I am also searching for a “mobile arm support.” The right one might restore some of the functions of my right hand and could possibly let me try to paint again.
I apologize for the length of time that I have been absent from my blog site. Over the past few months, my upper body strength has deteriorated dramatically. I had always assumed that my illness (Inclusion Body Myositis) would continue to progress slowly, as that is how it is described in the medical literature. However, you can’t always believe what you read. Just since this spring, I have lost the ability to raise my right arm. This has also caused me to give up driving, abandon any thought of painting, and even give up using my iPad (can’t lift it).

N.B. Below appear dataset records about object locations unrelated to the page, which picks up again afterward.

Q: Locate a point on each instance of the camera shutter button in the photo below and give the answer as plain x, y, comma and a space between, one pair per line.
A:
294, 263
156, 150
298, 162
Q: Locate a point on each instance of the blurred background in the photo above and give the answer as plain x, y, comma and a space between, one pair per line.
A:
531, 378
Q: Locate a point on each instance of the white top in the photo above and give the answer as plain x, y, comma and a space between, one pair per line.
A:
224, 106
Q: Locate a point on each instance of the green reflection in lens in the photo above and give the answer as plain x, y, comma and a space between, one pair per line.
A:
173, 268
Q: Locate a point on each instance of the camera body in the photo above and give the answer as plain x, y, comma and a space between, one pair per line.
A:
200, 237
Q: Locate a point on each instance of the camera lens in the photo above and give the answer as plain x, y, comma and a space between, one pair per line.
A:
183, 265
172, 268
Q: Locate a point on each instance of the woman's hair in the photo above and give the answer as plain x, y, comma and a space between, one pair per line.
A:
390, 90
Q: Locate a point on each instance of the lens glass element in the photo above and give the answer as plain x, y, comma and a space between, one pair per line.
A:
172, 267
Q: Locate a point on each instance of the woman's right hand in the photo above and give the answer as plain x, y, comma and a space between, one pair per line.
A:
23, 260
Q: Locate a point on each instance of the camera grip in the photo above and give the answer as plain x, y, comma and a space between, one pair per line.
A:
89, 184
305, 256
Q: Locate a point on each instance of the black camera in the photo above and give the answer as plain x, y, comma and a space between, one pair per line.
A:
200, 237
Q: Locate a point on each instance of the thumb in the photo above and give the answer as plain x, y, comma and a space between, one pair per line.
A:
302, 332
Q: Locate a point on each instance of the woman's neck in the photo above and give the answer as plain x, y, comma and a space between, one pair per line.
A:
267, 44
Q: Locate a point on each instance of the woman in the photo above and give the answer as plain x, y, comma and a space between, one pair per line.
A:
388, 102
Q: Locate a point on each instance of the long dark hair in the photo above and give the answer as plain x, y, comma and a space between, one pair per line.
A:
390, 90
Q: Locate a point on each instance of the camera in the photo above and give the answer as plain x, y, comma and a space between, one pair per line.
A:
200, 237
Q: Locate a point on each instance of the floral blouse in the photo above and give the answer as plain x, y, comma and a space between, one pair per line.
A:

It has also forced me to develop a lot of additional tools that I need just to get through the day.
To be honest, I have been more depressed than at any point in my disease progression, and this has caused me to lose motivation. I am finally coming to grips with my new status and am ready to renew the fight. In fact, I am finishing up work on a song that hopefully will inspire me to persevere. It is called, “I won’t stand for that.” As soon as I finish production, I will be posting it here. (I am no singer, but I did have some musical ability in my previous life.)
I have also recently designed a unique pair of “shoes” that I can put on by myself and I will demonstrate those in the next couple of weeks.
Another major milestone has been the acquisition of a custom–molded back rest for my wheelchair which has made a huge difference in my general well-being. More to come on that as well.
Important update: when I lived at home, these lifts were attached to the ceiling. Now that I am in assisted living that is no longer a desirable solution. There are new types of systems that require only unobtrusive pieces attached to walls on opposite sides of the room–they don’t even need to be attached to studs as all of the weight is absorbed at the base.